My favorite part of this lesson was it’s particular way of raging against my typical lesson format (story, lesson, written activity). Not that I’d say I’m stuck in a lesson format rut, but why change what’s not broken. I guess it’s the teacher in me that feels everything needs a written (assessment) component.
Fishing for Feelings
Topics Covered: Communication Skills, Interpersonal Effectiveness
Character Skill: Fairness
* Adapted from Puzzle Pieces
Similar to the way I began my lesson, Let the Music Move You, I read The Way I Feel by Janan Cain and had the boys identify the feeling words on each page. I reiterated the idea that good, bad, fine, and great are not actual feeling words.
We reviewed some of our more complex feelings words. Next, I asked the boys to identify a variety of feelings inside them when they . . .
- Get ready to do something for the first time
- Come to school
- Kicking a goal in soccer
- Ride a roller coaster at the amusement park
We talked about the variety of feelings each person felt and how there is no one correct feeling to express in these different situations. Each person is different and will feel differently depending on the situation.
Next is where I jumped out of my written activity box and tried a “game” instead. To be honest, games make me a bit nervous because I’m never too sure that we will stay in control or that it will keep everyone engaged.
Please note I also use the word “game” lightly, as really anything called a “game” perks up young kids ears and makes them really, really want to participate. Like the time I made them watch Howard B Wigglebottom and told them that we were playing a game called, “Who is the best listener.” When really, I just needed them to sit still and quietly while they worked on their activity. But you see, they all did as I asked because their little competitive sides kicked in and wanted to win!
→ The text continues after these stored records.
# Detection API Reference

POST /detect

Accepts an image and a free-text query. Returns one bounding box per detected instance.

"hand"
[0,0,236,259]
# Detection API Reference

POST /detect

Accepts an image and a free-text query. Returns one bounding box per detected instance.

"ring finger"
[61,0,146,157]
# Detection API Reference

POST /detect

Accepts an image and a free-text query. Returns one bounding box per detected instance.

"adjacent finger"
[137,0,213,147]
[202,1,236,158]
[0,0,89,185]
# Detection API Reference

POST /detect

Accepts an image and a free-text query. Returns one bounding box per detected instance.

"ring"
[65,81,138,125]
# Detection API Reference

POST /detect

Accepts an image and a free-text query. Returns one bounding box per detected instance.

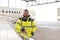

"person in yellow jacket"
[14,9,36,40]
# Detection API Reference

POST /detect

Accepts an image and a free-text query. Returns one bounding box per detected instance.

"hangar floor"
[0,21,60,40]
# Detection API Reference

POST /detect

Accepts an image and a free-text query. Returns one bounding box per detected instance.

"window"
[17,11,18,13]
[2,10,4,13]
[9,11,11,13]
[14,11,16,13]
[19,11,20,13]
[6,11,8,13]
[12,11,13,13]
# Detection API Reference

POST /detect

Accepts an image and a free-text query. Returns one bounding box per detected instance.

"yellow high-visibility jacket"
[14,17,36,39]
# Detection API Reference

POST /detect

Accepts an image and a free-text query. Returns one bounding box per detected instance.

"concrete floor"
[34,27,60,40]
[33,22,60,40]
[0,21,60,40]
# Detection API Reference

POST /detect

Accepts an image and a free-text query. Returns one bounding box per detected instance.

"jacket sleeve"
[14,18,21,33]
[32,21,36,33]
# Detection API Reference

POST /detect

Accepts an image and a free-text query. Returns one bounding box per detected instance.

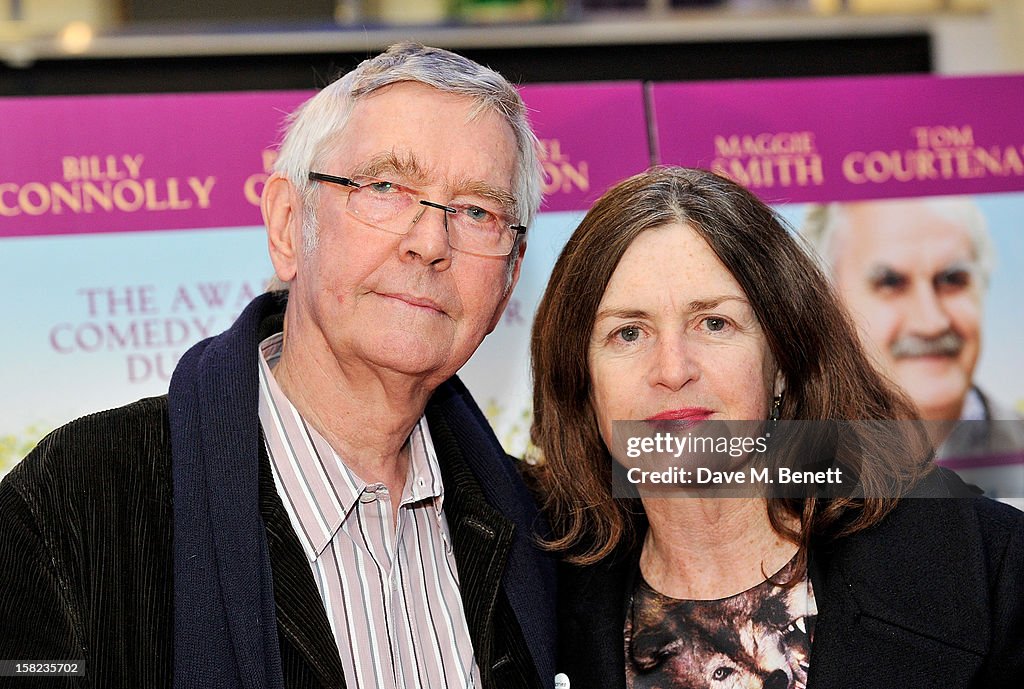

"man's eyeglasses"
[308,172,526,257]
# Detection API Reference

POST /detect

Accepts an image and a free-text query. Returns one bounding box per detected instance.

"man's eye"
[367,180,396,193]
[871,269,907,291]
[936,268,971,290]
[617,326,641,343]
[462,206,497,223]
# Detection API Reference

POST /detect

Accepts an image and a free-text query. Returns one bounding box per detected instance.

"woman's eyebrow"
[687,296,749,312]
[594,296,750,323]
[593,308,651,323]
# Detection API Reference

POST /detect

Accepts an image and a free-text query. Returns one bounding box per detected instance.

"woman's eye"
[704,317,727,332]
[617,326,641,342]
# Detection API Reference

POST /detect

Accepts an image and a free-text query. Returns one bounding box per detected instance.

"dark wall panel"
[0,35,931,96]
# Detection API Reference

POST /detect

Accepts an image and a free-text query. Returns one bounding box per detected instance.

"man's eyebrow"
[935,259,976,275]
[454,180,518,217]
[352,152,428,182]
[351,153,519,217]
[865,264,904,282]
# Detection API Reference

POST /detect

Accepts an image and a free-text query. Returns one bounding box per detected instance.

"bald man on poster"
[800,196,1024,504]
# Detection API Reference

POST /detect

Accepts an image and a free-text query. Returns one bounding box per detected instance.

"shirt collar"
[960,386,985,422]
[257,332,445,560]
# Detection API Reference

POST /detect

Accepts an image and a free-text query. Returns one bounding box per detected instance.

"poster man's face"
[831,200,983,421]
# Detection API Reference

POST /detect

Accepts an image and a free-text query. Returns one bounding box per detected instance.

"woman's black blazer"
[556,470,1024,689]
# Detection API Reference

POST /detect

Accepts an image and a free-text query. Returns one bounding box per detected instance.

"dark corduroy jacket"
[0,294,555,689]
[556,470,1024,689]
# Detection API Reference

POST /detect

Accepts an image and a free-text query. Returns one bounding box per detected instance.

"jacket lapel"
[427,377,557,684]
[558,543,639,689]
[259,441,346,689]
[803,540,858,689]
[427,400,517,669]
[446,471,516,666]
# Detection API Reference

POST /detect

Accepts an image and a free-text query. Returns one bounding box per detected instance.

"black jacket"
[557,471,1024,688]
[0,294,556,689]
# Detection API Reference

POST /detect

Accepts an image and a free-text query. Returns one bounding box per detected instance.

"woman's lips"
[646,408,713,422]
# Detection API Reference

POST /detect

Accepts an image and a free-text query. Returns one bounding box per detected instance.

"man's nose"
[906,282,952,337]
[399,202,453,268]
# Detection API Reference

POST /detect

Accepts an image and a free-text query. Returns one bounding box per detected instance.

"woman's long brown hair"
[530,166,930,566]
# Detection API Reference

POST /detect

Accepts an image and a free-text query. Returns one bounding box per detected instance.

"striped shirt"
[257,333,482,689]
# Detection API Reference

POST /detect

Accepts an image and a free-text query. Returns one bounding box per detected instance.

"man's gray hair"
[273,42,543,259]
[798,197,995,289]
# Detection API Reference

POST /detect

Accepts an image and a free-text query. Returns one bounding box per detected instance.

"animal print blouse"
[624,557,817,689]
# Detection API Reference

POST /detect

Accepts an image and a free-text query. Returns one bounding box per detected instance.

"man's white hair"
[798,196,995,289]
[271,42,542,277]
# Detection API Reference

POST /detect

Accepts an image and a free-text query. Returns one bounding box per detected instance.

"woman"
[530,167,1023,689]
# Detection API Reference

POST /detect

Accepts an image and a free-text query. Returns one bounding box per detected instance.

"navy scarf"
[169,293,287,689]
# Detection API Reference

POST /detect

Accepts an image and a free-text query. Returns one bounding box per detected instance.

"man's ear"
[487,239,527,334]
[263,173,302,283]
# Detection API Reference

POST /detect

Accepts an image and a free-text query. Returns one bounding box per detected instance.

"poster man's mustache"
[891,331,964,358]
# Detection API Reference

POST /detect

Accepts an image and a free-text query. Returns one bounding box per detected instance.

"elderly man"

Anyways, not the point, back to the game . . .
Fishing for Feelings Game
I placed 13 fish (with feeling words written on the front and a points written on the back) into a bucket. If you work in a school with large class sizes, you’ll need a fish feeling for each student in your class. You don’t want repeat feelings.
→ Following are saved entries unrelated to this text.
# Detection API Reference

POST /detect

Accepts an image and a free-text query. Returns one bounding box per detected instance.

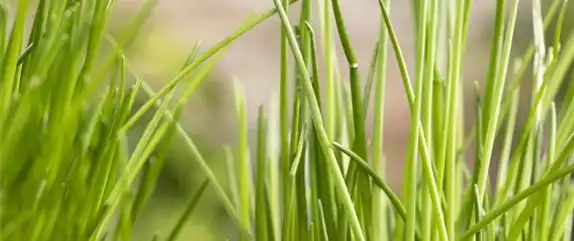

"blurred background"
[108,0,573,240]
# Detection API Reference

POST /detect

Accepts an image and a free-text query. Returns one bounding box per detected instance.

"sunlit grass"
[1,0,574,240]
[224,0,574,240]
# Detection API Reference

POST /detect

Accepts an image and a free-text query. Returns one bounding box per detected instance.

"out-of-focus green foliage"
[108,14,235,241]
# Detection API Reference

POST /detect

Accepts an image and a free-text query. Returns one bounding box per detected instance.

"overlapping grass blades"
[2,0,574,240]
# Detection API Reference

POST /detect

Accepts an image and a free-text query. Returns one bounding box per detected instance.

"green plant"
[0,0,196,240]
[0,0,289,240]
[1,0,574,241]
[219,0,574,240]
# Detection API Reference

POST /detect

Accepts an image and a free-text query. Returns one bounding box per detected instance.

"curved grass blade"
[458,135,574,240]
[123,41,202,129]
[332,142,405,219]
[289,123,308,176]
[136,66,251,239]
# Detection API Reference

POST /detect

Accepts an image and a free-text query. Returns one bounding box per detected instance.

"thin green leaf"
[166,180,210,241]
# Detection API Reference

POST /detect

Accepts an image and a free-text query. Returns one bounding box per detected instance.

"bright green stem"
[255,106,269,241]
[477,0,520,200]
[272,0,366,240]
[280,0,291,222]
[459,136,574,240]
[331,0,371,234]
[166,180,210,241]
[0,0,32,121]
[371,0,389,240]
[402,0,428,240]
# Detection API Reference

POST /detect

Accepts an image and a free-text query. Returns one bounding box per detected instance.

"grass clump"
[1,0,574,241]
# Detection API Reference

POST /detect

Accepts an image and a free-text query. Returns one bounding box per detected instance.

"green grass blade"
[0,0,32,120]
[552,0,569,59]
[371,0,389,239]
[130,101,184,223]
[537,103,558,240]
[494,87,521,197]
[477,0,521,201]
[233,78,253,237]
[330,1,371,233]
[255,106,269,241]
[549,187,574,241]
[0,2,6,60]
[362,41,380,117]
[332,142,405,220]
[166,180,210,241]
[272,0,366,240]
[459,135,574,240]
[376,0,414,106]
[279,0,292,226]
[138,75,250,239]
[405,0,430,239]
[289,123,308,176]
Explain to the students that sometimes it feels like our feelings get jumbled inside of us (cue: throw fish feelings into the bucket).
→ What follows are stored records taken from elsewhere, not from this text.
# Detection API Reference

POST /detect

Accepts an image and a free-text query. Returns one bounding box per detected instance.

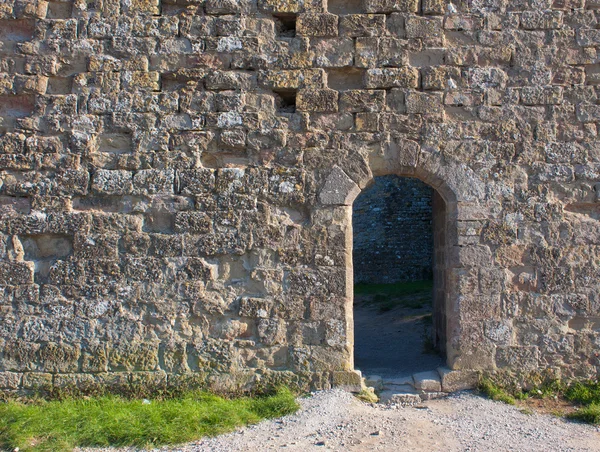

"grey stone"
[413,370,442,392]
[319,166,361,206]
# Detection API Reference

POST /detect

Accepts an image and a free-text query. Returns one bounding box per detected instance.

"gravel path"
[155,390,600,452]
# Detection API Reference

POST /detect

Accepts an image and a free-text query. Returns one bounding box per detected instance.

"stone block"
[92,170,133,195]
[445,14,484,30]
[521,11,563,30]
[355,37,379,68]
[0,261,34,285]
[576,104,600,122]
[123,0,161,14]
[365,0,418,13]
[122,71,160,91]
[520,86,563,105]
[339,89,385,112]
[422,0,446,14]
[22,372,52,389]
[332,370,363,392]
[13,75,48,94]
[174,212,212,234]
[14,0,48,19]
[297,88,338,112]
[319,166,360,205]
[405,16,444,45]
[297,13,338,37]
[37,342,81,373]
[339,14,386,37]
[205,0,252,14]
[378,37,409,66]
[496,346,540,372]
[313,38,354,67]
[355,112,379,131]
[0,371,21,389]
[405,91,444,115]
[259,0,325,13]
[413,370,442,392]
[577,29,600,46]
[261,69,326,89]
[438,367,479,392]
[133,169,174,195]
[205,70,256,90]
[365,67,418,88]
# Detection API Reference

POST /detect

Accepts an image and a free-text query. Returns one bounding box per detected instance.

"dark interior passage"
[353,176,445,378]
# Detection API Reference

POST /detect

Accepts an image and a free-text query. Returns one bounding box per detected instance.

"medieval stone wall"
[1,0,600,392]
[353,176,433,284]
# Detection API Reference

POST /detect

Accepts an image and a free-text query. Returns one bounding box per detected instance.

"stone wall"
[1,0,600,392]
[353,176,433,284]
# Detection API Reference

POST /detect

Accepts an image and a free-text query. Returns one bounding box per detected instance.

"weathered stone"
[297,13,338,37]
[365,68,418,88]
[319,166,361,205]
[332,370,363,392]
[0,371,21,389]
[412,370,442,392]
[438,367,478,392]
[365,0,418,13]
[0,0,597,395]
[297,88,338,112]
[339,14,386,37]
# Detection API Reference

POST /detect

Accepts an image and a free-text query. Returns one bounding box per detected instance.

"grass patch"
[354,281,433,313]
[354,280,433,297]
[565,380,600,405]
[480,376,600,425]
[479,378,517,405]
[0,387,299,452]
[564,380,600,424]
[566,403,600,424]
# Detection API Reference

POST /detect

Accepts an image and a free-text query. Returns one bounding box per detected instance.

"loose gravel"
[123,389,600,452]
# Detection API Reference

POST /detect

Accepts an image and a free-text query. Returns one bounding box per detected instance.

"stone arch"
[318,141,490,371]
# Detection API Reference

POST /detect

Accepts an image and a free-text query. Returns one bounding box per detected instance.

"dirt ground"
[353,284,443,379]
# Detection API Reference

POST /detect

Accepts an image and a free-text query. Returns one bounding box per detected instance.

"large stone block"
[297,13,338,37]
[365,67,418,88]
[339,14,386,37]
[297,88,338,112]
[365,0,418,13]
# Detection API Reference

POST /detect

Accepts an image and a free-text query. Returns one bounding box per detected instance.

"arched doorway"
[351,175,448,381]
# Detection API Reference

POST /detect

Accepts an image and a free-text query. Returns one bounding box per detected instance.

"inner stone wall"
[1,0,600,392]
[353,176,433,284]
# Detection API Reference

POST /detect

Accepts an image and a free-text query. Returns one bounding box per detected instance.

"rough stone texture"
[353,176,433,284]
[412,370,442,392]
[0,0,599,392]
Tell them that at any given time, any of these feeling could pop up depending on the situation.
Now divide the class into 2 teams.
Here are the rules:
- One person from each team will go fishing for a feeling
- Once they pick a feeling they will tell a time that they felt that way
- Then they are awarded points (on the back of the fish)
- Place their score in front of them
- Keep going (obviously) until all the students on each team have had a chance to pick a feeling word
- At the end of the game, take some time to add up the scores to see who the winning team is . . .your math teachers will love this)
And voila, a change of pace . . . that kept us engaged and in control.